• Interplay Between Host Genetics and Microbiome in Health and Disease
  • Seyed Mohammad Kasra Esfahani,1 Zahra Aghelan,2,* Kimia Sadat Esfahani,3
    1. Department of Medical Laboratory Sciences, TeMS.C., Islamic Azad University, Tehran, Iran
    2. Department of Clinical Biochemistry, TeMS.C., Islamic Azad University, Tehran, Iran
    3. Department of Genetics, Faculty of Advanced Sciences and Technology, TeMS.C., Islamic Azad University, Tehran, Iran


  • Introduction: The human microbiome represents a dynamic and intricate ecosystem of microorganisms that reside throughout the body and significantly influence overall health. Its composition is shaped by a complex interplay of host-related and environmental factors, including human genetic background. Microbial communities are highly diverse at the strain level, exhibiting notable genetic variation not only between individuals but also within the same host over time. Advances in metagenomic analyses have revealed that microbial populations in the human gut can undergo rapid evolutionary changes, driven by factors such as microbial competition and the introduction of novel strains. These adaptive shifts are often influenced by personalized and contextual elements, including dietary habits, geographic location, and antibiotic exposure. Notably, diet and regional environment play dominant roles in shaping microbial strain diversity and driving evolutionary processes. Emerging evidence highlights the significance of microbial genomic alterations—such as single-nucleotide polymorphisms (SNPs), structural variations (SVs), and copy number variations (CNVs)—in mediating microbiome function and their broader implications for human health. The aim of this study is to investigate the relationship between the microbiome and host genetics in the context of certain diseases.

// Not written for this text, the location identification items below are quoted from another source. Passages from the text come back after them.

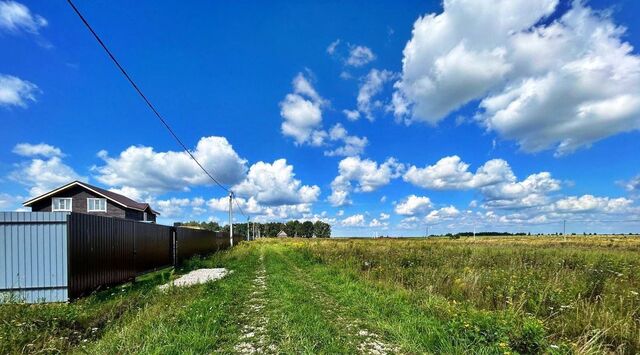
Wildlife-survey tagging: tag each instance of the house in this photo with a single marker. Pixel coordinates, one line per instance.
(84, 198)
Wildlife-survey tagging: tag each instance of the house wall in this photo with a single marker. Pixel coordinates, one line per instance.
(79, 204)
(139, 215)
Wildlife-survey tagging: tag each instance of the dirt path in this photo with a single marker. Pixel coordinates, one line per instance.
(366, 340)
(254, 330)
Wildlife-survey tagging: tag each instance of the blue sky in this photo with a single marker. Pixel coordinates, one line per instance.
(451, 115)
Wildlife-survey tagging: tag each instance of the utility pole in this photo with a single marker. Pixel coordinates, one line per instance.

  • Methods: A total of twenty relevant articles investigating interplay between host genetics and microbiome in health and disease” were identified through searches on PubMed, Web of Science and Scopus databases using predefined keywords. These articles were then selected for review and analysis.
  • Results: Faecalibacterium prausnitzii is a common gut bacterium in healthy adults that displays substantial genetic diversity shaped by age, geography, lifestyle, and diet. A global analysis of metagenomic data identified 12 distinct species-level genome bins (SGBs) within this genus, with regional distribution patterns influenced by dietary habits. For example, starch-degradation genes were enriched in Chinese populations consuming fiber-rich, rice-based diets, while lactose and protein metabolism genes were less prevalent. Strain-level genetic variations in gut microbes have been linked to metabolic diseases such as type 2 diabetes (T2D). Although the abundance of Bacteroides coprocola did not differ between T2D patients and healthy individuals, SNP differences were observed in genes, including glycosyl hydrolases, which are involved in carbohydrate metabolism and T2D drug targeting. Similar strain-specific SNPs were detected in Eubacterium rectale and F. prausnitzii, affecting resistance and regulatory functions. A multi-cohort predictive model combining microbial species, genes, MAGs, and SNPs successfully differentiated gastrointestinal disease (GD) from healthy status, highlighting the diagnostic potential of microbial genomic variation.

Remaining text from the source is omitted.